Convertible Debt

Back in the summer of 2010, I wrote a post outlining why I don't like convertible debt investments. USV does a fair bit of seed investing and we have never done a convertible debt deal (although we have done bridge loans for our existing portfolio companies). My wife, aka Gotham Gal, does a fair bit of seed investing and she has done her share of convertible debt investments, always with a reasonable cap, but she also prefers a priced equity round.

Convertible debt is being discussed again, I suspect because valuations are coming down and that is causing some problems, but also because there are folks suggesting improvements on the structure of these deals.

My view on this is fairly simple:

1) A priced equity round can be done quickly and inexpensively. Most experienced venture lawyers have a standard form of "lightweight Seed" or "lightweight Series A" documents that can be signed without negotation on both sides. We do this all the time.

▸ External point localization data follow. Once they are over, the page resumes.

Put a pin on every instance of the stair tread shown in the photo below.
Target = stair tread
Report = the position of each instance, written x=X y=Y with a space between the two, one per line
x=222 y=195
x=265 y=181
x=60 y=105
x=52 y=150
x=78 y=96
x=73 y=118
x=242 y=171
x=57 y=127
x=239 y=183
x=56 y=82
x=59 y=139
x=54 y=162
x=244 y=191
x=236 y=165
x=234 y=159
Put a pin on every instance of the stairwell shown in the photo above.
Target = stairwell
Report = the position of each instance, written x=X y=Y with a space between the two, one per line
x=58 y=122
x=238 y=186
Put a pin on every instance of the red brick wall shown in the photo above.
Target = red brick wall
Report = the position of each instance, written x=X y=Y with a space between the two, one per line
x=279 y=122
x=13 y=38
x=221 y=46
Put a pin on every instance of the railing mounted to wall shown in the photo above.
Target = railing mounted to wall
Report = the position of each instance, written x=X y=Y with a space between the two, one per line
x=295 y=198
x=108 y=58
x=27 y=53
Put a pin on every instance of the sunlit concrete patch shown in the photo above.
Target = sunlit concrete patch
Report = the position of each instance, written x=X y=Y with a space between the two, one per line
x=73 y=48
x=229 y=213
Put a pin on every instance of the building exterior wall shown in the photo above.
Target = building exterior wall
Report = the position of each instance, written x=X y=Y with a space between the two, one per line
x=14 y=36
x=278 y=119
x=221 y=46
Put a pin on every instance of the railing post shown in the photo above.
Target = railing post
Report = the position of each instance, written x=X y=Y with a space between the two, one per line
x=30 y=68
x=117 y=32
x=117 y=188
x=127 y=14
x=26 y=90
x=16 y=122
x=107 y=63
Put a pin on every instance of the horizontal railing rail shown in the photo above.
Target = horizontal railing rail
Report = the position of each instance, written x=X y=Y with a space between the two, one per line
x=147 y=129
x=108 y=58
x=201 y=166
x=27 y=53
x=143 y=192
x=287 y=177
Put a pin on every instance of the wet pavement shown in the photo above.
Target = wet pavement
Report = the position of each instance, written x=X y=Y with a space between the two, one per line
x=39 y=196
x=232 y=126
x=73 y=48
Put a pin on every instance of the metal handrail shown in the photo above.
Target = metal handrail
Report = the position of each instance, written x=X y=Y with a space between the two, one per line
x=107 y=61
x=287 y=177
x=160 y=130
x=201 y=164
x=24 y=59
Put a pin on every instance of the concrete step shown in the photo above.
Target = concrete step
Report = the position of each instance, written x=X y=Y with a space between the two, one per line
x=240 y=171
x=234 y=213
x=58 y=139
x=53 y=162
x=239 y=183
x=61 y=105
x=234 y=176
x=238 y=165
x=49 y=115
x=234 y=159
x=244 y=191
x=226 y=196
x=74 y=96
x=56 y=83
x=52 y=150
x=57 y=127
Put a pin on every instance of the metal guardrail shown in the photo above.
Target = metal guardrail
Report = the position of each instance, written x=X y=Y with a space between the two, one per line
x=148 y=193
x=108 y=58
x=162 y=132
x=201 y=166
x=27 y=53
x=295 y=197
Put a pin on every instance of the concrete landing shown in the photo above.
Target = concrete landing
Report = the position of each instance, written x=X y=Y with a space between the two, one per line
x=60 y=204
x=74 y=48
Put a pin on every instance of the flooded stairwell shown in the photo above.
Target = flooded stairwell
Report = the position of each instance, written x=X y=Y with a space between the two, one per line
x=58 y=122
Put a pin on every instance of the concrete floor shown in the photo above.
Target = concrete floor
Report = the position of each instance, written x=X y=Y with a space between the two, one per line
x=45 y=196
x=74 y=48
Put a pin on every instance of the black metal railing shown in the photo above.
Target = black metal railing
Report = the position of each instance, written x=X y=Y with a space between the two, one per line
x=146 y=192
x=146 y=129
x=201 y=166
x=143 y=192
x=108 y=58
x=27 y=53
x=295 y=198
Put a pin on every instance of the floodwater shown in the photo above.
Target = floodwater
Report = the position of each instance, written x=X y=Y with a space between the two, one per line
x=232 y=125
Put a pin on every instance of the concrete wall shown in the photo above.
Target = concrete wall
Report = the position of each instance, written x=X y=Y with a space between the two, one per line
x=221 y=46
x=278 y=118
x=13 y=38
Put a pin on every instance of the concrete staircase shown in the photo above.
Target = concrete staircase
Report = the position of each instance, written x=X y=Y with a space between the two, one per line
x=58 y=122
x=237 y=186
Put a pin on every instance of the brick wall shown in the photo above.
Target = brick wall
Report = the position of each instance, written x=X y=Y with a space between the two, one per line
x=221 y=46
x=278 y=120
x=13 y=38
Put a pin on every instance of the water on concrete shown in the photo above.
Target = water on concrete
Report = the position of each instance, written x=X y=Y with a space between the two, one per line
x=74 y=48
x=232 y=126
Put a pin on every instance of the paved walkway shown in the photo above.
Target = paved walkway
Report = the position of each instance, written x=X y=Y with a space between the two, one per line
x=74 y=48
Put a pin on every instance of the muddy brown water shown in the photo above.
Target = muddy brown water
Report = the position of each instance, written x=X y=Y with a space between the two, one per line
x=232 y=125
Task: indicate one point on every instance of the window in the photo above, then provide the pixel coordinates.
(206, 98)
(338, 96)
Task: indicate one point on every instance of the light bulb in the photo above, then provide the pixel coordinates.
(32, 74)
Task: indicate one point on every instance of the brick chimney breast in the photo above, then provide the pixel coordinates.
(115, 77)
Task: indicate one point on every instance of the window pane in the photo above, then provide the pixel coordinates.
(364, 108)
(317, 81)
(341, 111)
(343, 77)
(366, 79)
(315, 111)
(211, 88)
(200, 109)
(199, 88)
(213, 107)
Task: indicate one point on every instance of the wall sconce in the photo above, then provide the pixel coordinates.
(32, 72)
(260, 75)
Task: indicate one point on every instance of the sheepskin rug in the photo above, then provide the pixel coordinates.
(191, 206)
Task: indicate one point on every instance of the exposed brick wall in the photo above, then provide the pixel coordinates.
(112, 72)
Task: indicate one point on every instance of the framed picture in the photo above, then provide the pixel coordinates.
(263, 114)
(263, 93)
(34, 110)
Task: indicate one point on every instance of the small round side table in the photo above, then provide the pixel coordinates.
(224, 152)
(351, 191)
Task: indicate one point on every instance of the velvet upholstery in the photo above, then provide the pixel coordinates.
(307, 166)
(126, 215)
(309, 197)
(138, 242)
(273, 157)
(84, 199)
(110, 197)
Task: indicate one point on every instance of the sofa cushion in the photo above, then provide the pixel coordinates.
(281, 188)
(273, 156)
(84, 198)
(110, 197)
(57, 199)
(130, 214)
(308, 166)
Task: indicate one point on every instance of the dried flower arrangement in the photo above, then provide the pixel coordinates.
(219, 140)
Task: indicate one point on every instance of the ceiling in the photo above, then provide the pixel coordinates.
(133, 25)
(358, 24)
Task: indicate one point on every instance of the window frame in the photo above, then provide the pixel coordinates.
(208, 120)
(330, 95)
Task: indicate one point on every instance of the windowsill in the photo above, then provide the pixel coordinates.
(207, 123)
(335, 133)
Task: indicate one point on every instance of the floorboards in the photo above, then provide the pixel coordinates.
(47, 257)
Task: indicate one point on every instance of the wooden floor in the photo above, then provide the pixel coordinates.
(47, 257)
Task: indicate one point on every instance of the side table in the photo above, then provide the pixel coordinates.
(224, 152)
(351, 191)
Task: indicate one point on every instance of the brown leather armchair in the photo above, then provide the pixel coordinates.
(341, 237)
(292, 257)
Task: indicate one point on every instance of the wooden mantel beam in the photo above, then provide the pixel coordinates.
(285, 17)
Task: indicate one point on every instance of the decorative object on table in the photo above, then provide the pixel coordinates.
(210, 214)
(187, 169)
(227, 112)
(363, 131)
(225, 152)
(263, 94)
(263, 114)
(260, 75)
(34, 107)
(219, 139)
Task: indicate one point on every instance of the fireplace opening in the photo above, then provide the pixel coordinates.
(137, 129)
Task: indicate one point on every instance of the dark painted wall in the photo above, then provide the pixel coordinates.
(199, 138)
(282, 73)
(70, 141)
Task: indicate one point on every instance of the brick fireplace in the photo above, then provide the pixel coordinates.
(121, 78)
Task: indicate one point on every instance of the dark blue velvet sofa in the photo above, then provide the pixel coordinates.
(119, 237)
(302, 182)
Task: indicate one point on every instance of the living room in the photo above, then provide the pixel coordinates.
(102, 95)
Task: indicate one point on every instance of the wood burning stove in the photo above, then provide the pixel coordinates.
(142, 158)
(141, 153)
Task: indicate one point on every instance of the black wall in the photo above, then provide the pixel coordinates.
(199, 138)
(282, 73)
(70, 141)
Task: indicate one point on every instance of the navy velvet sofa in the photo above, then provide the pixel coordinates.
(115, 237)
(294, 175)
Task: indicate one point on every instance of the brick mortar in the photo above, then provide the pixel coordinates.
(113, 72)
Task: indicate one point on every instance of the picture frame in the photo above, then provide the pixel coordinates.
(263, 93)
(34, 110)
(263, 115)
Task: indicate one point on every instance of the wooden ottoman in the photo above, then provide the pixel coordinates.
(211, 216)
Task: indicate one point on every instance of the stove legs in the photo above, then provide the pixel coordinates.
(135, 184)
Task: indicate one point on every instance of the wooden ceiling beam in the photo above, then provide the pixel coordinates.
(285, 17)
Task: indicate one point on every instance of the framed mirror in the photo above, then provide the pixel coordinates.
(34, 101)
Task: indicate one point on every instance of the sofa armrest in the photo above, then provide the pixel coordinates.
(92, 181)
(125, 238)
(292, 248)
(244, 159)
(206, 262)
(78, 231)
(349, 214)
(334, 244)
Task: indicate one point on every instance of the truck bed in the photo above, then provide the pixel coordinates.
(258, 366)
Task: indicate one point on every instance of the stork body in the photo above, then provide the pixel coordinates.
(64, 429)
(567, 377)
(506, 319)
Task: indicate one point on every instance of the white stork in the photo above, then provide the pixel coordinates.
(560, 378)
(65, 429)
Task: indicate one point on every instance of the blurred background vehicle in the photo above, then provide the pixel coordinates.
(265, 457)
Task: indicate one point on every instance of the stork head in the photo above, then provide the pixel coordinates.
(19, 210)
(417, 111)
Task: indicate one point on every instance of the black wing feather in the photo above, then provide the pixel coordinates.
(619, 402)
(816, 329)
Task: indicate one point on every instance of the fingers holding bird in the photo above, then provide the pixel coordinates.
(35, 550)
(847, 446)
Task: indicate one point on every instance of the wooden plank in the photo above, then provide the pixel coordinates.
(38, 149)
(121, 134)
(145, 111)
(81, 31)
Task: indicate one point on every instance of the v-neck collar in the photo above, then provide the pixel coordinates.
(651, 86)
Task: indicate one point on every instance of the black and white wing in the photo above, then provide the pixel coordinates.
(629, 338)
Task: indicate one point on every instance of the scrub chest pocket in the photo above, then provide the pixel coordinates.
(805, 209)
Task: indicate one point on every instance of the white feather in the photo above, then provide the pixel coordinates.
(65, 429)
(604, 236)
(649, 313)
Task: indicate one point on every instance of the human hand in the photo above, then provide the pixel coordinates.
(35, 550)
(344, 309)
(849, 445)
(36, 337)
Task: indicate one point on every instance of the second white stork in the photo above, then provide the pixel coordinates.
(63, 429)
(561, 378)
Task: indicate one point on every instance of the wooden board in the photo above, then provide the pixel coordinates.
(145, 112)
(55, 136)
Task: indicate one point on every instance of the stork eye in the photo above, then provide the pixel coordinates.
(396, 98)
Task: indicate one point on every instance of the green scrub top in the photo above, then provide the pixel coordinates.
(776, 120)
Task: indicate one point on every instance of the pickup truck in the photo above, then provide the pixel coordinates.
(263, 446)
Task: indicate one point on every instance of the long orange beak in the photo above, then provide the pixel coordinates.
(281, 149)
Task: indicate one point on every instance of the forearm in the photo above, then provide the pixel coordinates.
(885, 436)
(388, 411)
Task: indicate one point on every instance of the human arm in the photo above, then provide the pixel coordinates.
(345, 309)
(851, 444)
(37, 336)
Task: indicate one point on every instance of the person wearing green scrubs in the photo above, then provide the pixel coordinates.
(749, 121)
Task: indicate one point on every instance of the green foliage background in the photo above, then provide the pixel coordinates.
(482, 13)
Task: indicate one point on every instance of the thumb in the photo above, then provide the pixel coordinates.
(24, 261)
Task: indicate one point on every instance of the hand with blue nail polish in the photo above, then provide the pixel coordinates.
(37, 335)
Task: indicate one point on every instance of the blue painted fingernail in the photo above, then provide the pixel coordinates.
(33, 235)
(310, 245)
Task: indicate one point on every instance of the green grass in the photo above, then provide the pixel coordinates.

2) When you set the price, both sides know what deal they got. It's locked in and they are in business together and aligned. The entrepreneur can't get screwed later when the price drops on them. And the investors can't get screwed later when the price jumps on them. This is a big deal. I don't understand why folks don't understand it.

3) Equity is simple. You own what you own. Debt is complicated. All sorts of things can happen with it, including bad things.

Mark Suster has a long and winding but very good post on all of this on his blog. If you want a detailed discussion of this issue, go read it.

My hope is the market moves back to priced rounds for all things including seed and angel deals. It's a better, simpler, and massively less complicated way to do venture investing.